Helen went upstairs to her father, and Kit appeared with a frown on her face, puzzling over a pattern for filet lace.
“I think the last days before Christmas are terrible,” she exclaimed savagely. “What on earth can we concoct at this last minute for Cousin Beth? I think I’ll crochet her a filet breakfast cap. It’s always a race at the last minute to cover everybody, and you bite off more than you can chew and always forget someone you wouldn’t have neglected for anything. What on earth can I give to Judge Ellis?”

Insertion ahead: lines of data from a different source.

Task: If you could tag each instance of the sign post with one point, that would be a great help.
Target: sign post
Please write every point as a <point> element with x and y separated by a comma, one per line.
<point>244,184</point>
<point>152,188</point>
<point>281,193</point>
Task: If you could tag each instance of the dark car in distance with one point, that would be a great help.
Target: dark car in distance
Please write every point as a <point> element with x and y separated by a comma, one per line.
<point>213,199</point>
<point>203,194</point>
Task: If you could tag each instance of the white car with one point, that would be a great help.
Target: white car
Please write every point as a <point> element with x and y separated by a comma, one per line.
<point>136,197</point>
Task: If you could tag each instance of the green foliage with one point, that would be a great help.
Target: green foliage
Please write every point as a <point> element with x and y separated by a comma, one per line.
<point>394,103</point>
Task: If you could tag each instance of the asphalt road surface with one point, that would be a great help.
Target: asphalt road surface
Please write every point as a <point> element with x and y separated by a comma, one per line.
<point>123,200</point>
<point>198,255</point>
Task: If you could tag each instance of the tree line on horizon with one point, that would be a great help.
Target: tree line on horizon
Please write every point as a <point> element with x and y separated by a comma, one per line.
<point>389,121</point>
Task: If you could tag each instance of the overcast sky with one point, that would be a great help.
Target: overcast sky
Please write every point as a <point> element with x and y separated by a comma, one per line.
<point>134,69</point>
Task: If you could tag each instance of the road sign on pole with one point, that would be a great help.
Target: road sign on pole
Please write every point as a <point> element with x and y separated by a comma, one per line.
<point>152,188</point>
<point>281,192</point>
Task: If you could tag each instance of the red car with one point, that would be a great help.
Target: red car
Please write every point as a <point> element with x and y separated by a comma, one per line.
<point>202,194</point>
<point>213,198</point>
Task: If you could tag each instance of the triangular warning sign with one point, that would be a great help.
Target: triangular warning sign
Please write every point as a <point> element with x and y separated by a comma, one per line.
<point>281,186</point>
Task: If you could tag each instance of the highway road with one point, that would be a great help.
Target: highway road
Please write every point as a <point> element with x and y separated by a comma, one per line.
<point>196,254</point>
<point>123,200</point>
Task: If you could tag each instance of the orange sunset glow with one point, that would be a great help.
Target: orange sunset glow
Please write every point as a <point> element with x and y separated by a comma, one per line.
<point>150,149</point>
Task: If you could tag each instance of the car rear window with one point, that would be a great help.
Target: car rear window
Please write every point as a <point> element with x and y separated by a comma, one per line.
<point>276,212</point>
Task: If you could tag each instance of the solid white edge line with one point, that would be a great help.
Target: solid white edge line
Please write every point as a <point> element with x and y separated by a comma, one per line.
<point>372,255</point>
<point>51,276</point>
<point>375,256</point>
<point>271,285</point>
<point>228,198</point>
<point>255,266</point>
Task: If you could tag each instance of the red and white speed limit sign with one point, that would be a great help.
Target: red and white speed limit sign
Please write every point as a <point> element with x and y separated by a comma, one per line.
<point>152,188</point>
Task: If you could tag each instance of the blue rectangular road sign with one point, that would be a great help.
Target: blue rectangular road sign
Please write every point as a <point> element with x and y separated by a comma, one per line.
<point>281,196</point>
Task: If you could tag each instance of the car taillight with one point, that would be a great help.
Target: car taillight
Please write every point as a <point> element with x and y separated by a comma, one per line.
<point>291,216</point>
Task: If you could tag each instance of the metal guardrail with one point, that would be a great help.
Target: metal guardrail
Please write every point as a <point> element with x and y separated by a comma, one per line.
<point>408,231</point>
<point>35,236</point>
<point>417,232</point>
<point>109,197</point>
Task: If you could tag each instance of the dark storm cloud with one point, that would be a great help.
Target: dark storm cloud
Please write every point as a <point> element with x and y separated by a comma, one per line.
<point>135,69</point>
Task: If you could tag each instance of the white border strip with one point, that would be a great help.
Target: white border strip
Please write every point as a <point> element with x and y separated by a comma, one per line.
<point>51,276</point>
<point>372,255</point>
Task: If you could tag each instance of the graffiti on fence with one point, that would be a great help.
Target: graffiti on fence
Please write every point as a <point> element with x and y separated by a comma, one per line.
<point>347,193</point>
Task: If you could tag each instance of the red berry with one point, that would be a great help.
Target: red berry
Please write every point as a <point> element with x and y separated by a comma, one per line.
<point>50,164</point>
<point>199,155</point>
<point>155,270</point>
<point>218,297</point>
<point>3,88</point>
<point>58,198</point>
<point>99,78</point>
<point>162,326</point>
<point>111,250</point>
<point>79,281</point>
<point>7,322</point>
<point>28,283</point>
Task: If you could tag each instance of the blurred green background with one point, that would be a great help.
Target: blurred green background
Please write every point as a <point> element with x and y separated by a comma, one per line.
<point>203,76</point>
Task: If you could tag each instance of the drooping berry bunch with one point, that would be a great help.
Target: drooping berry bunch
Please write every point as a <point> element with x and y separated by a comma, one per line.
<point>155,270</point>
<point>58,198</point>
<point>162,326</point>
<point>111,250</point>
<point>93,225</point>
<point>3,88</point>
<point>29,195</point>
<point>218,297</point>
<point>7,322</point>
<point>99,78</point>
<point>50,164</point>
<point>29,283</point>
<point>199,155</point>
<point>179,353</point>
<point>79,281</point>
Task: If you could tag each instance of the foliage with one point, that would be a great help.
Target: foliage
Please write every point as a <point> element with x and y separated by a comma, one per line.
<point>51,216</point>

“Something useful,” Jean answered.
“I can’t bear useful things for Christmas presents. Abby Tucker says she never gets any winter clothes till Christmas and then all the family unload useful things on her. I’m going to send her a bottle of violet extract in a green leather case. I’ve had it for months and never touched it and she’ll adore it. I wish I could think of something for Billie too, something he’s never had and always wanted.”
“He’s going away,” Jean mused. “Why don’t you fix up a book of snapshots taken all around here. We took some beauties this summer.”
“A boy wouldn’t like that.”
“He will when he’s homesick.” Jean opened her folio and began turning over her art school studies. Mostly conventionalized designs they were. After her talk with Cousin Beth they only dissatisfied her. Suddenly she glanced up at the figure across the table, Kit with rumpled short curls and an utterly relaxed posture, elbows on table, knees on a chair. There was a time for all things, Kit held, even formality, but, as she loved to remark sententiously when Helen or Jean called her up for her lax ways, “A little laxity is permissible in the privacy of one’s own home.”
Jean’s pencil began to move over the back of her drawing pad. Yes, she could catch it. It wasn’t so hard, the ruffled hair, the half averted face. Kit’s face was such an odd mixture of whimsicality and determination. The rough sketch grew and all at once Kit glanced up and caught what was going on.
“Oh, it’s me, isn’t it, Jean? I wish you’d conventionalized me and embellished me. I’d like to look like Mucha’s head of Bernhardt as Princess Lointaine. What shall we call this? ‘Beauty Unadorned.’ No. Call it ‘Christmas Fantasies.’ That’s lovely, specially with the nose screwed up that way and my noble brow wrinkled. I like that. It’s so subtle. Anyone getting one good look at the helpless frenzy in that downcast gaze, those anguished, rumpled locks—”
“Oh, Kit, be good,” laughed Jean. She held the sketch away from her critically. “Looks just like you.”
“All right. Hang it up as ‘Exhibit A’ of your new school of expression. I don’t mind. There’s a look of genius to it at that.”
“One must idealize some,” Jean replied teasingly. She hung it on the door of the wall closet with a pin, just as Mrs. Robbins came into the room.
“Mother dear, look what my elder sister has done to me,” Kit cried tragically. Jean said nothing, only the color rose slowly in her cheeks as her mother stood before the little sketch in silence, and slipped her hand into hers.
“It’s the first since I left school,” she said, half ashamed of the effort and all it implied. “Kit looked too appealing. I had to catch her.”
“Finish it up, girlie, and let me have it on the tree, may I?” There was a very tender note in the Motherbird’s voice, such an understanding note.
“Oh, would you like it, really, Mother?”
“Love it,” answered Mother promptly. “And don’t give up the ship, remember. Perhaps we may be able to squeeze in the spring term after all.”